Foreign Minister Maas therefore expressed all the more concern about the current situation in Ethiopia. In early November, existing tensions in the country came to a head. In the northern region of Tigray, a military conflict erupted between the federal government in Addis Ababa and the Tigray People’s Liberation Front (TPLF). According to human rights organisations, a massacre occurred in the vicinity of Mai Kadra in which 600 people were killed; the conflict is currently focused on Mekelle, the capital of Tigray.
“Ethiopia needs a ceasefire”
Minister Maas stressed that, to defuse the conflict, protect the country’s civilian population and ensure access of humanitarian workers, both sides must, as a first step, end all acts of violence:
After the announcement that Tigray’s regional capital Mekelle is about to be captured, we clearly believe that both sides must end all acts of violence. All sides must do everything in their power to protect civilians and to ensure access for the delivery of humanitarian assistance.
We are shocked by the suffering that we see: crimes against the civilian population must be investigated, and those responsible must be called to account. This must not become an ethnic conflict.
The conflict can only be ended through a political process
As a next step, both sides must engage in political talks to resolve the underlying conflict. Germany therefore supports the mediation offer by the African Union, which has sent three special representatives to Addis Ababa. Only a durable political process can permanently end the conflict and prevent human suffering.
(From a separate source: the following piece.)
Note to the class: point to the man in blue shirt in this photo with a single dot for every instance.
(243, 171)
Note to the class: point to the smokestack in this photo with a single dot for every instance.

Humanitarian assistance increased by 5 million euro
Germany is already providing humanitarian assistance that is helping those in need due to the conflict. So far this year, Ethiopia and its neighbours have faced flooding, a locust plague and COVID‑19. Now, the conflict is making this situation even more challenging – and many people are fleeing to neighbouring Sudan.
Germany has therefore increased its humanitarian assistance for Ethiopia by 5 million euro. The funding is being made available to the Country-Based Pooled Fund and thus to aid workers on the ground, so that they can help those who have lost their homes or who have been forced to flee the fighting.
Even before the start of the conflict, almost 20 million people in Ethiopia were dependent on humanitarian assistance. Germany has now made available a total of more than 30 million euro for humanitarian assistance in Ethiopia in 2020.